I love it when these things come together.
And now I wish I had his book. Anyway again, I think that Gnosticism, one version of which was a medieval Christian heresy, has showed up again in the modern world like in a game of Whack-a-Mole. I by no means have diagnosed this problem. In fact I have about as much as I know about it from a twentieth-century German-American philosopher named Eric Voegelin (1901-1985). He's another I would like to read. But for now we're on C.S. Lewis and there are one and a half books in his Space Trilogy to go.
To be continued . . .
(1) Lewis dedicated Out of the Silent Planet to his brother, Warren H. Lewis (1895-1973), "a life-long critic of the space-and-time story." I guess the question is this: Does "critic" mean "one who criticizes"? I don't think so.

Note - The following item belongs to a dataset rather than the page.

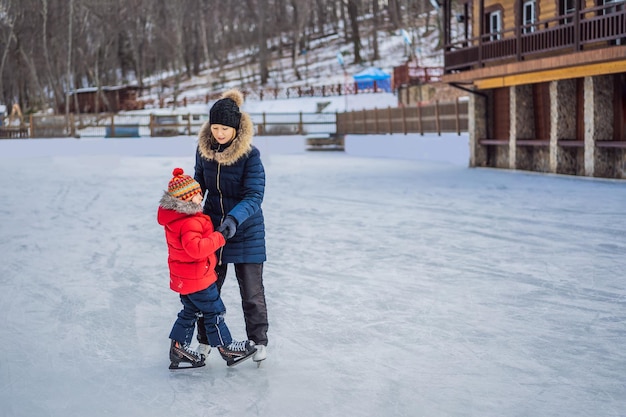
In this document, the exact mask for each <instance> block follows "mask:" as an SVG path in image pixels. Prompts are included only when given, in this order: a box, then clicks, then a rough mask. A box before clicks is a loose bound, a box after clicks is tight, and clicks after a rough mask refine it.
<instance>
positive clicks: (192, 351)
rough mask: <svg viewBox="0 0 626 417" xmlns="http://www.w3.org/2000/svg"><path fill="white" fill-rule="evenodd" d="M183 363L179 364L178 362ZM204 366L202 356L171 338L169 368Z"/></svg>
mask: <svg viewBox="0 0 626 417" xmlns="http://www.w3.org/2000/svg"><path fill="white" fill-rule="evenodd" d="M181 363H182V364H184V365H183V366H180V364H181ZM202 366H204V358H203V357H202V356H201V355H200V354H199V353H198V352H196V351H194V350H192V349H191V348H189V346H187V345H183V344H182V343H180V342H177V341H175V340H172V344H171V346H170V369H187V368H200V367H202Z"/></svg>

More likely, Lewis meant that his brother was a person who read and judged the merits of what we now call science fiction.
(2) I'll refer you once again to William Gibson's essential short story "The Gernsback Continuum," from 1981. The Gernsback of the title, yclept Hugo, was the originator of the term scientifiction and a successor to Wells in the field of utopian, progressive, and even a faintly fascist or socialist science fiction.